If you couldn't deal with two volcano movies, you might not want to know that there appear to be four mummies lying in wait - 1) Russell Mulcahy (Highlander), plans to tackle something called Talos: The Mummy. According to Movieline magazine, the story involves an archaeologist and his team who "let loose an evil god intent on ruling the world"; 2) Horror high priestess Anne Rice has sold the movie rights to her novel The Mummy for a tidy fee; 3) Director Michael Almereyda, who made the moody vampire flick Nadja, is mounting his own swathed adventure, to be set in Ireland; and 4) Universal plan a remake of the 1932 Boris Karloff classic; directors being mentioned include Sam Raimi and George Romero.

Big winners at last week's Tony Awards: Titanic, A Doll's House, Chicago (soon to be a Madonna film), and host Rosie O'Donnell, who - despite occasional jitters and some awful singing - confirmed her formidable pulling power. The presenters were certainly starrier than usual (Roseanne, Susan Sarandon, Alec Baldwin), but it was undoubtedly O'Donnell, plugging the telecast shamelessly on her talk show, who gave the Tonys its biggest TV audience in 10 years.

l Some years ago, two American photographers discovered some 7,000 negatives at Tuol Sleng, a Phnom Penh prison/torture chamber-turned-genocide museum. The pictures were of Khmer Rouge prisoners, all unnamed, captured on film shortly before they were killed. The Cambodian Genocide Project uses the photos on its web site in its attempts to identify the victims; it was only a matter of time, however, before some art publisher appropriated these images - and consigned them to the coffee-table.

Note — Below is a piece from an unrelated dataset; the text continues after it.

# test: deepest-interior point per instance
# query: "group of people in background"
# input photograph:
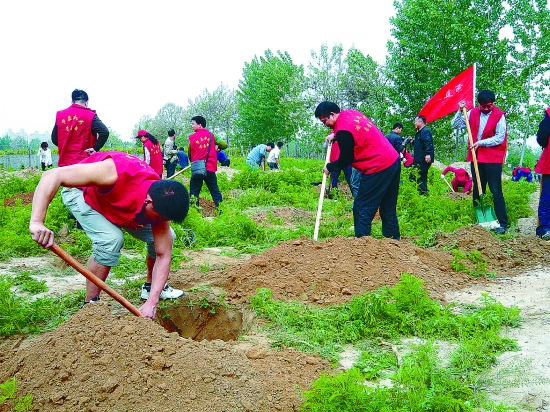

A total of 78 Tuol Sleng portraits have just been made available in a glossy book called The Killing Fields. And, in a disconcerting show of insensitivity and ignorance, museums across the country have snapped up some of these prints for display. "Photographs from S-21", an exhibition at New York's Museum of Modern Art, features more than 20 of them. Defending her position in the Village Voice, a MOMA curator argues that the pictures "show the photograph's ability to capture people who are terrified".